Şirket araçları ve uzun yol kurnazlığı
Türkiye’de otomobil gerçekten bir prestij işidir. Severiz binmeyi de markayı da. İş görüşmelerinde bile şirket araçları sorulur, tercih sebebidir. Özellikle de beyaz yakalıların tercihlerinde Premium otomobil varsa belirleyici unsurlardan biri olur.
Volkan DEMİRKUŞAK
Geçtiğimiz günlerde bir sohbette aklımda bir şimşek çaktı tabi daha önce de bazı şirket sahiplerinden aldığım duyumlarla birlikte sistem kafamda iyice oturdu. Duyduğum kadarıyla bazı şirket sahipleri şirketlerindeki araçların önemli bir kısmını elektrikliye çevirmeye kararlılar.
Bunun birkaç nedeni var. Kolaylıkla eve ya da uygunsa ofise takılan şarj ile akaryakıt masrafı yerine daha düşük maliyetli elektrik kullanılıyor. İkincisi elektrikli şarj kartlarıyla yine daha ucuza dolum yapılıyor.
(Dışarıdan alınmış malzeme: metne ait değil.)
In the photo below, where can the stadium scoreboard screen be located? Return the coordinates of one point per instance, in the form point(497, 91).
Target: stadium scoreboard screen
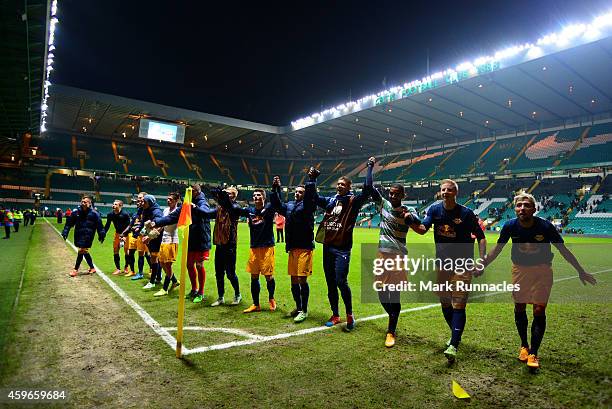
point(161, 131)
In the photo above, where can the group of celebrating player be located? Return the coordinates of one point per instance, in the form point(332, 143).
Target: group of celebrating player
point(153, 234)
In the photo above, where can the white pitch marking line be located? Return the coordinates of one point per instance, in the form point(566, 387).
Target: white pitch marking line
point(234, 331)
point(150, 321)
point(322, 328)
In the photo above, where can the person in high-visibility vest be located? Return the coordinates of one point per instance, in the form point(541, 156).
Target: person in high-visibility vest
point(7, 220)
point(18, 218)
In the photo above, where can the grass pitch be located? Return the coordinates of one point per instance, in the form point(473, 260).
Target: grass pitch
point(78, 334)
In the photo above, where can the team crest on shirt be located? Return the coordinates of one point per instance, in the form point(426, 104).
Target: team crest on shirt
point(447, 231)
point(337, 209)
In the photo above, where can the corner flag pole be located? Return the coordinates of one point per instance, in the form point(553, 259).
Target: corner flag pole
point(183, 226)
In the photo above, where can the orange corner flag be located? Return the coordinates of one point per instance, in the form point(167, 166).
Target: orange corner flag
point(459, 392)
point(185, 216)
point(183, 225)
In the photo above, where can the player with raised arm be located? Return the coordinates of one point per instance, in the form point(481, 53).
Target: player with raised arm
point(225, 239)
point(395, 221)
point(261, 228)
point(86, 222)
point(199, 239)
point(453, 226)
point(169, 246)
point(532, 270)
point(299, 228)
point(120, 220)
point(336, 234)
point(136, 244)
point(151, 237)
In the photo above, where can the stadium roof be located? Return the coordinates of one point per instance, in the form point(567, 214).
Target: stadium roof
point(23, 25)
point(492, 96)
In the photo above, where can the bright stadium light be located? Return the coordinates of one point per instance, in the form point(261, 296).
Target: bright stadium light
point(49, 66)
point(569, 36)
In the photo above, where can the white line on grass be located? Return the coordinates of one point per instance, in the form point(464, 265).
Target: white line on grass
point(233, 331)
point(323, 328)
point(150, 321)
point(253, 338)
En ama en önemlisi şirket araçlarıyla çıkılan uzun yolculuklar azalıyor. Patronlar üst düzey yöneticilerine “şirket aracıyla uzun yola gitme diyemedikleri ve arada çok ince bir çizgi bulunduğu için” elektrikli araç vererek maliyetleri biraz düşürmek ve çalışanının uzun yol planı varsa şirket aracı yerine kişisel aracıyla gitmesine teşvik etmeyi planlıyorlarmış.
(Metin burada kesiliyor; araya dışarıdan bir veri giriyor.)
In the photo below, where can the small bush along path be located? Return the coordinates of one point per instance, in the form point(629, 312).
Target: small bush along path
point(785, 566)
Uzun yola elektrikli araçla çıkmak istemeyen ya da beklemek istemeyen şirket çalışanı da dolayısıyla kendi aracını tercih ediyormuş ya da etmesi öngörülüyormuş. Türkiye gibi şirket aracının önemli olduğu ülkelerde bakalım bu sistem tutar mı yoksa çalışanlar “biz asla elektrikli araç istemiyoruz” derler mi? Merak ediyorum.